JUST in case anybody was still in doubt that yet more quantitative easing (QE) and extraordinary monetary measures are on the cards, Paul Tucker, the Bank of England’s deputy governor, could not have been any clearer yesterday. He even raised the prospect of the Bank of England imposing negative nominal interest rates, at least on commercial banks’ reserves lodged with it, in a bid to get the money circulating instead. We already have negative real interest rates at the moment, with the interest far lower than the rate of inflation. But negative nominal rates would represent a complete break with the status quo: depositors would have to pay their bank, rather than the other way around. It is clear that the Bank remains extraordinarily dovish: quite remarkably, it is still trying to loosen monetary policy further.

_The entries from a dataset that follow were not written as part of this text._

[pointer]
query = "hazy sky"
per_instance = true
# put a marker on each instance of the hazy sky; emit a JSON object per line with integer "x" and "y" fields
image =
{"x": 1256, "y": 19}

Yet there is a simple reason why banks are keeping money at the Bank: they need to retain liquidity, for regulatory and prudential reasons. If they are forced to find another safe haven for their cash, we can be sure it won’t end up being lent out to small firms, which thanks to new rules comes with penal capital costs. More broadly – and going further than the limited measure Tucker floated yesterday – the idea that negative interest rates could even be on the cards is ominous. In theory, if the Bank of England were to cut its interest rate to below zero, and your bank were to start charging you to keep cash, you might choose to withdraw everything and keep the cash under your pillow. This would annihilate the banking system and cause an immediate depression.

In practice, however, a few banks around the world in recent years at times did charge slightly negative rates on some deposits for some periods, when the rate at which money could be lent out at also collapsed, and these were largely accepted – just as people would understand they have to pay a bank to keep valuables such as jewellery in a store. But negative rates are probably only viable briefly, on the margins, on high net wealth bank accounts. Applied on the high street in the UK, the consequences would be catastrophic. Under today’s more stringent rules, banks need deposits to finance any lending; they can no longer rely as much on money market funds. Having to fight for deposits in a context of negative nominal rates would probably lead to a credit crunch.

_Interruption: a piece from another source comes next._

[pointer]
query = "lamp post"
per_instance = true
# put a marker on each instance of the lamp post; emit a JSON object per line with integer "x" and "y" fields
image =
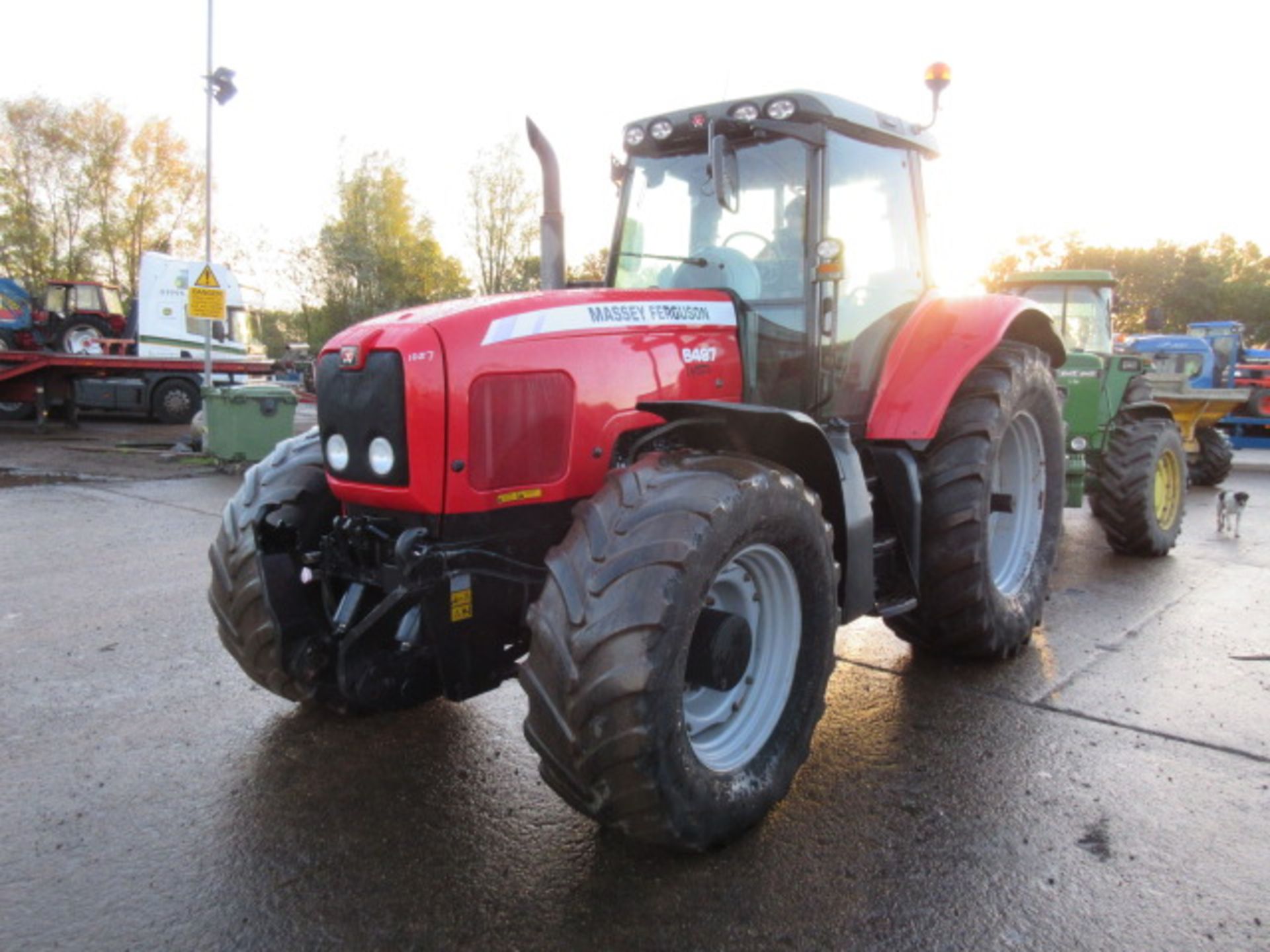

Most importantly of all, negative interest rates would decimate savers. They would be the sort of policy that is almost designed to undermine the middle classes, especially those with relatively modest assets and savings. They would chip away at a key foundation of capitalism and a demographic with a vested interest in its preservation; down that road lies Italian or French style poujadisme and middle England rage.

The Centre for Policy Studies provides useful context. QE has already been larger, relative to GDP, in the UK (22 per cent) than in either the US (13 per cent) or the Eurozone (4 per cent). It has helped mop up 46 per cent of the massive issuance of UK sovereign bonds over the past five years – the volume of outstanding gilts has increased by two and a half times in just five years, by £832bn, the equivalent of £33,000 for every UK household, much of which has been monetised. QE has crippled savers, who are losing an estimated £65bn a year in interest forgone, according to Ewan Stewart, author of the research. Between January 2008 and December 2012, sterling lost 17.2 per cent of its purchasing power thanks to inflation. Why are we still so obsessed with loosening monetary policy yet further?